Le message livré par l'invitée est si pertinent qu'une deuxième conférence sera donnée aujourd'hui à 11 h 30, à la Salle polyvalente du Cégep de Jonquière. Tous ceux que la question intéresse sont les bienvenus, d'autant que l'entrée est gratuite.

Un rôle positif

Isabelle Peretz affirme que les recherches portant sur le lien entre la musique et le développement cognitif ont pris leur erre d'aller au cours des dix dernières années. Il est désormais établi qu'à tous les âges de la vie, on gagne à fréquenter la musique.

«Il ne s'agit pas d'un mythe. Les découvertes récentes le démontrent. C'est fondé sur des arguments scientifiques», a confié l'universitaire au Quotidien, quelques minutes après la conférence. Très tôt, l'écoute ou la pratique de la musique influe sur la sociabilité et la perception musicale. À partir de six ans, l'impact devient encore plus important.

Les activités scolaires de l'enfant sont affectées positivement, puisque la musique exerce un rôle positif sur la concentration et la discipline, indique l'invitée du CRC. Il ne faudrait pas croire, cependant, que les jeunes sont seuls à profiter de retombées substantielles.

«Si on a fait de la musique dans sa jeunesse, on en retirera un bénéfice même si on recommence après un délai de 30 ans», fait observer Isabelle Peretz. Elle ajoute que même les novices initiés sur le tard peuvent tirer profit de la musique, ce qui, en passant, comprend aussi le chant.

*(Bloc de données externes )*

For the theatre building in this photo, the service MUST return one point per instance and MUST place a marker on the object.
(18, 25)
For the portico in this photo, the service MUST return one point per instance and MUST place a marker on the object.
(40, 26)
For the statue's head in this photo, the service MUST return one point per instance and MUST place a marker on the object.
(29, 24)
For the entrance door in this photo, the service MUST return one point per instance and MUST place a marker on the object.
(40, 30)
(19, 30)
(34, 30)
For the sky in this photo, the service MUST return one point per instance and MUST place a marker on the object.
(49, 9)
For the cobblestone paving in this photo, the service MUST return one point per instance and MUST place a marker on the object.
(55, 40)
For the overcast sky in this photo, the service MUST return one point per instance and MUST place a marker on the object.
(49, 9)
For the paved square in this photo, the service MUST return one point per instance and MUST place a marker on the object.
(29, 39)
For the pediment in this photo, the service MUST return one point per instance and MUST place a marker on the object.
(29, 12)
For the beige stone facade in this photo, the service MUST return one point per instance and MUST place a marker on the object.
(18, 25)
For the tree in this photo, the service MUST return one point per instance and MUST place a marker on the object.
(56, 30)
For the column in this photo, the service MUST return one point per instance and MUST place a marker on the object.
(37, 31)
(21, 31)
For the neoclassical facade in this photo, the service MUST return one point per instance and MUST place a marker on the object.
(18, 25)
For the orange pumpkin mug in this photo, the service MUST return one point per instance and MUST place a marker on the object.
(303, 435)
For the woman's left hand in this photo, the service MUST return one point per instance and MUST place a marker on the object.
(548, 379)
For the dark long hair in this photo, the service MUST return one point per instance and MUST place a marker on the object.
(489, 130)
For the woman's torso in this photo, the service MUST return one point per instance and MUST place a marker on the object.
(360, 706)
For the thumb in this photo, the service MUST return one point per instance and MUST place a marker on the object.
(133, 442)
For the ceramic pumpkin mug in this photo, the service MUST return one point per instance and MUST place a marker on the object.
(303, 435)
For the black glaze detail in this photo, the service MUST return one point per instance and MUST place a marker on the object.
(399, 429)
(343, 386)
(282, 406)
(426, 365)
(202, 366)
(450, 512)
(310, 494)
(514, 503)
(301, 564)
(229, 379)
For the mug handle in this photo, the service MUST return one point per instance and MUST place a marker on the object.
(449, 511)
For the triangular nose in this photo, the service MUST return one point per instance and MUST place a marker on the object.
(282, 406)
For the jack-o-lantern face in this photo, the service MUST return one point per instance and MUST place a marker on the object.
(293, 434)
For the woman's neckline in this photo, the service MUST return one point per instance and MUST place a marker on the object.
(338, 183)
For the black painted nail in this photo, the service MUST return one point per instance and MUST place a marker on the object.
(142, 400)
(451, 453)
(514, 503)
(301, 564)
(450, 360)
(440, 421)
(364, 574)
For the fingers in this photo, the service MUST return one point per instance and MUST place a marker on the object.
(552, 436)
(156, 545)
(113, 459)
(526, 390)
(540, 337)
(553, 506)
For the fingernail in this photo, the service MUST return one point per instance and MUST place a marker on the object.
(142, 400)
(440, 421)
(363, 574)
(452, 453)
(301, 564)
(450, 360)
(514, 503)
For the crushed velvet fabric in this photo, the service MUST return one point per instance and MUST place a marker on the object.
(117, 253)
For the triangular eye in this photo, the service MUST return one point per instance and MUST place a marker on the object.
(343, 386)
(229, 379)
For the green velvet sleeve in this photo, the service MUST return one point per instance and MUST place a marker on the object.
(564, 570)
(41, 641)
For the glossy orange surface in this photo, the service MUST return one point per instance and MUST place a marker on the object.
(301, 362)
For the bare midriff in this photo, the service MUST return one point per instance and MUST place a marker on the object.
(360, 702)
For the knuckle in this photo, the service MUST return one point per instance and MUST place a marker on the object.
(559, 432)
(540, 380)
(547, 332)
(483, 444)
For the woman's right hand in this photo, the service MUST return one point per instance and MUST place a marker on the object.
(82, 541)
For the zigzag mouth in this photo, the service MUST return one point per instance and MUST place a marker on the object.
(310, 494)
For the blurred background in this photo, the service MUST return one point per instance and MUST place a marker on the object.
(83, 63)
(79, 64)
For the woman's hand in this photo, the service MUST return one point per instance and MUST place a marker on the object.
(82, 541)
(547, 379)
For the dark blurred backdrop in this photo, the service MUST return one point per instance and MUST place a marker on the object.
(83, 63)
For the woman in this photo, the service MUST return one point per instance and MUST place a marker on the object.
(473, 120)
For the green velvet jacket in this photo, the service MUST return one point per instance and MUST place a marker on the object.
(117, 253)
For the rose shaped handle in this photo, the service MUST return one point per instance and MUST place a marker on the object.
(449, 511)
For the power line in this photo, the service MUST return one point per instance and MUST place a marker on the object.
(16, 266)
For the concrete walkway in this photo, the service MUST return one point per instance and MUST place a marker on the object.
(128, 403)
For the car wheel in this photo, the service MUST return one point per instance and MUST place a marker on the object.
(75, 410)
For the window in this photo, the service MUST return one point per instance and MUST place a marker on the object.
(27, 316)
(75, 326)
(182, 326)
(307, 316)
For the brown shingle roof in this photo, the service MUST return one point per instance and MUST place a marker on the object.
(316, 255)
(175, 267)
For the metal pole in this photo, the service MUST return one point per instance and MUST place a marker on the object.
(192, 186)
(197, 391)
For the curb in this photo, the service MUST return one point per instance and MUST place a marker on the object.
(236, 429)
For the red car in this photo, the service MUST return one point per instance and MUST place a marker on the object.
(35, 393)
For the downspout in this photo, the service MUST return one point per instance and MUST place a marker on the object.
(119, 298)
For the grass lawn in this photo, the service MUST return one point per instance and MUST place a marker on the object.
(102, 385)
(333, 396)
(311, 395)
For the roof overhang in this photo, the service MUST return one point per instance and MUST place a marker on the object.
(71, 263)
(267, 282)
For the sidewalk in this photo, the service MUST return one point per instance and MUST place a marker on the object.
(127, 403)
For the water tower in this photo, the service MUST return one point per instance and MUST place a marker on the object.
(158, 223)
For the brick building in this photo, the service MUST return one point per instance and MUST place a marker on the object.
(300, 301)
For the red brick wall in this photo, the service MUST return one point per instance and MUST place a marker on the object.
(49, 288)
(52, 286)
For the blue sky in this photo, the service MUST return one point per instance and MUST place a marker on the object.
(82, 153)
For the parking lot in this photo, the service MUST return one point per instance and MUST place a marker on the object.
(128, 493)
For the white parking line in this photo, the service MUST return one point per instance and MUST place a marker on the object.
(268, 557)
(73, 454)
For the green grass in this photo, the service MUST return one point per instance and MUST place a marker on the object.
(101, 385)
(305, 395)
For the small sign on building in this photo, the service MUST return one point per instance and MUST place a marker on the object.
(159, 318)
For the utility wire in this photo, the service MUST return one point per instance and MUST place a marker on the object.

Loin d'adopter une vision utilitaire de la musique, l'universitaire affirme qu'en toutes circonstances, il faut privilégier la notion de plaisir. Elle-même respecte cette philosophie de vie, comme en témoigne sa décision de revenir à la pratique de la guitare.

«J'en avais fait avant et j'ai recommencé il y a 18 mois», souligne Isabelle Peretz, qui assimile la musique à une mine d'or. Sa fréquentation est tout bénéfice, comme disent les Français, d'où l'intérêt exprimé de plus en plus ouvertement par le monde de l'éducation.

Il y a de l'ouverture au Québec, entre autres, où les recherches sont vues d'un oeil bienveillant. «Nous sommes bien reçus. Les professeurs ne se sentent pas menacés par nos travaux», note l'universitaire. Elle regrette toutefois que le milieu de la santé demeure sur son quant-à-soi, une attitude à laquelle contribuerait la crainte ressentie par les musicothérapeutes.

Quand on lui demande quelle nouvelle piste elle aimerait emprunter, enfin, Isabelle Peretz invoque l'impact de la musique comparativement à celui du sport, en particulier à l'école. «Ce serait toutefois coûteux comme étude. Et ça ne pourrait pas se faire rapidement», avertit la neuropsychologue.